Saç biçimlerinden sürecekleri ojenin rengine kadar karar verdi THY. Belirli bir kilonun üzerine çıktıklarında işten çıkarmakla tehdit etti. 250 gr fazlası olanı işe bile almadı. Velakin topuklu pabuçlular, ayakta nasıl durulacağını iyi bildiklerini gösterdiler. Hava iş kolunda çalışanların grev hakkının ortadan kaldırılması için verilmiş olan önerge daha Meclis’te tartışılmadan yükseltti sesini “uçan memeliler”. Düşük desibelli sesleri mücadelenin coşkusuyla inletti havalimanını. Ki o sesler, bir futbol takımını cezalandırmak için yalnızca kadınlara ve çocuklara maç seyretme izni verildiğinde de inletmişti stadı gönül bağı olan takımları için.

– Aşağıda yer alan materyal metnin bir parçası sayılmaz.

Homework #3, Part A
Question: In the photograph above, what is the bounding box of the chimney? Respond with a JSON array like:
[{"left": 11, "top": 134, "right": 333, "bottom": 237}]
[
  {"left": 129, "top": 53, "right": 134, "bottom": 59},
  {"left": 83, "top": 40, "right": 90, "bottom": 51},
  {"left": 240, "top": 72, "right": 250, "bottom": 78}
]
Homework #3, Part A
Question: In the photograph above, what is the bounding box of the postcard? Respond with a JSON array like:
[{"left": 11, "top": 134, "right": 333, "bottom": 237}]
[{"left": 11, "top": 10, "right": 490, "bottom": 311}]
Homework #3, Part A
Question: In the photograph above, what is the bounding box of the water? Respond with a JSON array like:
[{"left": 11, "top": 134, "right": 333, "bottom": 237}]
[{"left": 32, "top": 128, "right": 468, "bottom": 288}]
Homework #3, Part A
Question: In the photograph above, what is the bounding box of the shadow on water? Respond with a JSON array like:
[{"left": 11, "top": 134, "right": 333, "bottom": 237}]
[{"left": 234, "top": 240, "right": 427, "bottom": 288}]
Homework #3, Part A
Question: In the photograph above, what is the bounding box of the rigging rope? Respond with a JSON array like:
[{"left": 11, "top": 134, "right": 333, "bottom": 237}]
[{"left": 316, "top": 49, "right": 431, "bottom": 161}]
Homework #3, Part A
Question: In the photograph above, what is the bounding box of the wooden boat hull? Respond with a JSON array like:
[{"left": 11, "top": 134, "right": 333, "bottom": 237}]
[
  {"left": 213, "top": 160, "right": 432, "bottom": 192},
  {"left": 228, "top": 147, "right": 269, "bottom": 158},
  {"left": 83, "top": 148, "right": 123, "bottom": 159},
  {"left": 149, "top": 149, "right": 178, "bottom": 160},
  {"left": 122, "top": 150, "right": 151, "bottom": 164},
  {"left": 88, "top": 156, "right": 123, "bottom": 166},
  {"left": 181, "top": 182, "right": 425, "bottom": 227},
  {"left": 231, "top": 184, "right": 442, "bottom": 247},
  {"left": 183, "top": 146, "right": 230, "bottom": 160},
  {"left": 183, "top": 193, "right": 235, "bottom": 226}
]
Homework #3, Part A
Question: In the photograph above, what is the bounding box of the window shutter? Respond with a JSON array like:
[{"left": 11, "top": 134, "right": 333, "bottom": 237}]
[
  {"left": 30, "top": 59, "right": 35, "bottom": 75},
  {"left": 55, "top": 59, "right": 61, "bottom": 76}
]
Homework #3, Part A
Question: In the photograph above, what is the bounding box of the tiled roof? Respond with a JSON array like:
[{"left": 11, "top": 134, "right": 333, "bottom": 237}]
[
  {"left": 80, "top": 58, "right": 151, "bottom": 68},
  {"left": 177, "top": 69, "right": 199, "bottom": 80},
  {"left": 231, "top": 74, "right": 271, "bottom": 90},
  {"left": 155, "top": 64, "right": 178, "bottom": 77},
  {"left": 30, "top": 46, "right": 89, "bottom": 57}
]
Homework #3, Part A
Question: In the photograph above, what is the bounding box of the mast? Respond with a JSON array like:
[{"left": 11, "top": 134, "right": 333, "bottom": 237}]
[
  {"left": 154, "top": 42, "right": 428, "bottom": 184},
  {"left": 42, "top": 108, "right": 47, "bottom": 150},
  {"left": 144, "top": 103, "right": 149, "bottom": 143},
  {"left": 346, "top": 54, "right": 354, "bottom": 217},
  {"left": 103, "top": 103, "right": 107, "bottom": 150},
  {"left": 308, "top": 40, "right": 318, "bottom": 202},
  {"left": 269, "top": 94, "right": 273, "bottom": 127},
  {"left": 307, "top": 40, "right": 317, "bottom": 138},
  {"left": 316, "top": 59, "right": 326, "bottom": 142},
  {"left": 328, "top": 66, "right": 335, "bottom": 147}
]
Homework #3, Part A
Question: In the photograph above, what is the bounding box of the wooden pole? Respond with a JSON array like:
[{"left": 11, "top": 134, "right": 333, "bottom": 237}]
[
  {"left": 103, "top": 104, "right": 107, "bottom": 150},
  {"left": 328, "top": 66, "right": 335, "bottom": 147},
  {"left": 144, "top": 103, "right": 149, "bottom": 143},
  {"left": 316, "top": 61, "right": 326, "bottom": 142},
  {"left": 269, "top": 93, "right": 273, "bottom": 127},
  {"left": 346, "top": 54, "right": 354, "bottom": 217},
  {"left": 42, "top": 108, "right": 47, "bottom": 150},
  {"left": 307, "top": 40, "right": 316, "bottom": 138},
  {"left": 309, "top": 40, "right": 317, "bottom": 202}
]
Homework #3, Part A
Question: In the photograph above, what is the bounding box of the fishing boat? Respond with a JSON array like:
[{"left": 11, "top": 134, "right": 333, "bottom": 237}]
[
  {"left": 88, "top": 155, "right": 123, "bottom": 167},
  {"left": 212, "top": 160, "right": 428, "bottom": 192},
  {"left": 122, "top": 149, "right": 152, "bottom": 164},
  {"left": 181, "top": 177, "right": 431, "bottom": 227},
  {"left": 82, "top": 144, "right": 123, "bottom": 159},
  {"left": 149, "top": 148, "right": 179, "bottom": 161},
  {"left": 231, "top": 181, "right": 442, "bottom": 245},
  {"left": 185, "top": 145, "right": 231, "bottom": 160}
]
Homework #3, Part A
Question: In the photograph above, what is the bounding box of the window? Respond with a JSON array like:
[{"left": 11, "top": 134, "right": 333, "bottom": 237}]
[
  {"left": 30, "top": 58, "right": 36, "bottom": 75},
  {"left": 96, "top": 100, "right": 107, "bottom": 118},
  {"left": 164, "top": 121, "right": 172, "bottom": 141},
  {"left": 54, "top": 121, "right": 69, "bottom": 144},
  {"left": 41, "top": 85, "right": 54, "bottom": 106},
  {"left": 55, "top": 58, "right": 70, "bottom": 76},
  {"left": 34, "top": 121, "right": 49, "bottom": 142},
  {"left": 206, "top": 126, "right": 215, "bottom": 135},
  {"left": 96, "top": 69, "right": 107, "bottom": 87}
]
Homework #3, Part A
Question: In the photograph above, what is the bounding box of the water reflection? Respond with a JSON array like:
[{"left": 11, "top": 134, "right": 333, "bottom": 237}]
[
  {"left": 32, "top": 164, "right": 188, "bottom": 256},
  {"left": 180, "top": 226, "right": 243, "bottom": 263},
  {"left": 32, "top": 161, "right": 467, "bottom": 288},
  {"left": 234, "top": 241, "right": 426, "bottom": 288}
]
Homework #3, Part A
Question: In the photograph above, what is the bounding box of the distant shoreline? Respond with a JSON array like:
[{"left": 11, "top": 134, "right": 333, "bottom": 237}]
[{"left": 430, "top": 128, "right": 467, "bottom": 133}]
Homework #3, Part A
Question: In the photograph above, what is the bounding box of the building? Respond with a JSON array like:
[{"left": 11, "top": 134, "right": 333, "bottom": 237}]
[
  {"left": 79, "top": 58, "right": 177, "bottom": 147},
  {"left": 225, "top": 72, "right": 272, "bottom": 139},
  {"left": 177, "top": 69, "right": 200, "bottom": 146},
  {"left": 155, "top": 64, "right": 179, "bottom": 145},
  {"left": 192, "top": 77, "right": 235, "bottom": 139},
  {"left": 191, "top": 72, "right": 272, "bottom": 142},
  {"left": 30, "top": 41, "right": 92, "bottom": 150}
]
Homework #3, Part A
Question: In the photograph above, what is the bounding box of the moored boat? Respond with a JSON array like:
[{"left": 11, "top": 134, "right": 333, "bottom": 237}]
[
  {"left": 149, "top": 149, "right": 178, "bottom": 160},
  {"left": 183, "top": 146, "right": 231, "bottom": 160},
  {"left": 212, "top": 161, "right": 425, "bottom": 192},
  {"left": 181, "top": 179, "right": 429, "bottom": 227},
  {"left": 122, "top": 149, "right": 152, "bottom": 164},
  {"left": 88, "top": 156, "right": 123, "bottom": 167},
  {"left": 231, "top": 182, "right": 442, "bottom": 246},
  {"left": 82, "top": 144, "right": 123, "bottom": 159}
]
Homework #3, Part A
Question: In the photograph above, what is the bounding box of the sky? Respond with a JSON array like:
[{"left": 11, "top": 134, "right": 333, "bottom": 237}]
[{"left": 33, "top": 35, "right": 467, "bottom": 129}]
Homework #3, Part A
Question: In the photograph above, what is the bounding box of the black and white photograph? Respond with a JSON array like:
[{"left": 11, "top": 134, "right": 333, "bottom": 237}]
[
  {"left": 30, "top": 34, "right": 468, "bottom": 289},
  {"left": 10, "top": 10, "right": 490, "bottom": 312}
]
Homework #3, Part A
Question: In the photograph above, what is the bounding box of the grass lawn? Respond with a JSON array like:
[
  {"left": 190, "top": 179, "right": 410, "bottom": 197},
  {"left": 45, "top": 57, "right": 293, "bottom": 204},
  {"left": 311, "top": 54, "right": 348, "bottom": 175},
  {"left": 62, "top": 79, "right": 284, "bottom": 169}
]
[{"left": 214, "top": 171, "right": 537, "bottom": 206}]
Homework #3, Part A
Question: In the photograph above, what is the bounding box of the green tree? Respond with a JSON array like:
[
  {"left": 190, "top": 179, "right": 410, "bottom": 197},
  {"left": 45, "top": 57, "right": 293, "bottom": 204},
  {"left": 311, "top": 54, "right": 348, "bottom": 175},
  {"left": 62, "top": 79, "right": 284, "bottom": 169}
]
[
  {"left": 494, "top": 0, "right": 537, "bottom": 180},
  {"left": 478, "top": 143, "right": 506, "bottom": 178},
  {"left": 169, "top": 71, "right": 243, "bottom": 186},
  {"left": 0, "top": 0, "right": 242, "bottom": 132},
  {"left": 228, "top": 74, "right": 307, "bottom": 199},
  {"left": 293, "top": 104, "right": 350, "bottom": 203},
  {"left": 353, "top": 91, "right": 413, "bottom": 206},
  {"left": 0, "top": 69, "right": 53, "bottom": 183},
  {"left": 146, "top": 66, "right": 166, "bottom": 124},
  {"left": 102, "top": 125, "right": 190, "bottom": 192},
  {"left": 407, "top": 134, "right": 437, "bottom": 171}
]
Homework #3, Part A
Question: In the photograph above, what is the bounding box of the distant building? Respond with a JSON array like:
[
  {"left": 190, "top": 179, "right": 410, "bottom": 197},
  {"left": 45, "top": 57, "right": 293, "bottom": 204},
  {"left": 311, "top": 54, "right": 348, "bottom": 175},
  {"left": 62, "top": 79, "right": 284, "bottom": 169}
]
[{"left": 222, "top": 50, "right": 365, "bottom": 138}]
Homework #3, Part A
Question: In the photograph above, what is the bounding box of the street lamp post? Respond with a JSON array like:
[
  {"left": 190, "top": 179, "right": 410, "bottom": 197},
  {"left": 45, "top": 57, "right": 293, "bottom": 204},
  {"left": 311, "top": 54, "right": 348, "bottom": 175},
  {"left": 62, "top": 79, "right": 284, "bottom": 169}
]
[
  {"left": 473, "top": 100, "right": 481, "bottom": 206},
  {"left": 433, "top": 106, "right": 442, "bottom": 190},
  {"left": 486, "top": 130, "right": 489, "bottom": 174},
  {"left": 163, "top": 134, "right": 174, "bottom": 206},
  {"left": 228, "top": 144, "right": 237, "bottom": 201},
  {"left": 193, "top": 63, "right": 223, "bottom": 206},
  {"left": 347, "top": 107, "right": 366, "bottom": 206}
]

Kadın sesi, kadın görüşü bir cezalandırma unsuruydu. Bedenlerinin her parçası üzerinde hak iddia eden işveren, şimdi de grev haklarına göz dikmişti. “Yaşasın onurlu mücadelemiz” diye bağırdılar bütün gün. 305 kişiyi işten çıkardığını ilan etti ben yaptım olducu THY.
12 Eylül referandumunda memura toplu sözleşme hakkının yetmez ama evetçileri muktedirle kol kola gezerken, memur sendikasının önerdiği akademisyenin oyuyla verildi 4+4 zam kararı. Reel ücret kaybı yüzde 35’in üzerindeydi ama olsun. “Erkek” sendika “iki cılız sesli kadın” kadar olamamış mıydı yoksa? Amfibik yaşam memelilere uygun değildi. “Orta yolcu”luk her zaman prim yapmıyordu demek ki.
Kürtaj ve sezaryen yasağı, kadın bedenine uzatırken uzun tırnaklı, kara, kıllı bir örümceğe benzeyen cellat ellerini, kadın merhamet değil, özgürlük talep etti. Elini bedenimden çek! Bedenlerinin çitlenmesine izin vermeyenler, ruhlarının, zihinlerinin ve haklarının gasp edilmesine de izin vermeyeceklerdi elbette. Sarılıp kendi gövdelerine sımsıkı doğurdular yeniden kendilerini ve söke söke aldılar grev haklarını “dik memeliler”.